May be wrong, but I think the last existing home NAR measure was 10.8 months. Last Census new home measure was 10.9. Below peak, but not much.

gaius marius said...

mr dietz, i think the series more often cited in this respect is the seasonally-adjusted version.

as to a bottom, i think its important to distinguish -- a bottom to what? a bottom in new starts may well be close at hand, i would concur, as those generally quickly follow inventory peaks. but the past examples i've studied of both smaller and regional housing busts indicate that the bottom in real prices -- which is i think what most people mean by 'the bottom' -- will follow seasonally-adjusted inventory peaks by some 8-12 quarters, though the pace of decline will moderate as inventories lower.

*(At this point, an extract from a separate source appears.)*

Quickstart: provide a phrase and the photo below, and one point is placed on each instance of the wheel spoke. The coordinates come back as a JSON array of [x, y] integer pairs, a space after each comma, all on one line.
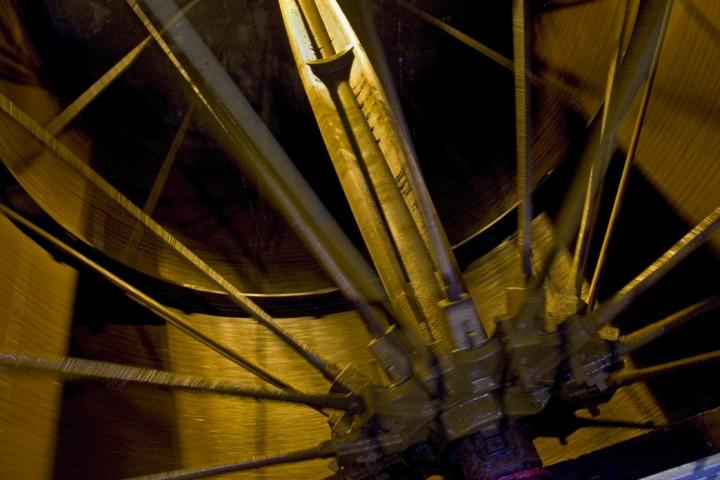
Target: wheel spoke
[[113, 372], [242, 132], [523, 131], [158, 186], [694, 239], [629, 160], [651, 18], [329, 369], [632, 341], [486, 51], [324, 450], [593, 193], [154, 306], [628, 376]]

in other words, it seems likely (to me, at least) that house prices will continue falling for perhaps three more years. given that, year over year, price declines are still accelerating -- and that we are nowhere near normal, much less trough affordability ratios that would generate positive carry for landlords -- that seems all the more probable.

gaius marius said...

to toss in another two cents, i think we as optimists tend to make the mistake of presuming that mean reversion means reverting to the mean. but the mean wouldn't be the middle if the series didn't spend half its time below it.

i think its empirically quite well demonstrated that economic series to exhibit momentum. and that is why i don't take too much solace from mark zandi this week.

framing his data as "reverting from 25 to 20 on the way to 14" sounds heartening -- we're halfway there! -- but trough readings, not average, for valuation metrics are probably what is on the way. frames as "reverting from 25 to 20 on the way to 8" is both less assuaging and more realistic, i fear.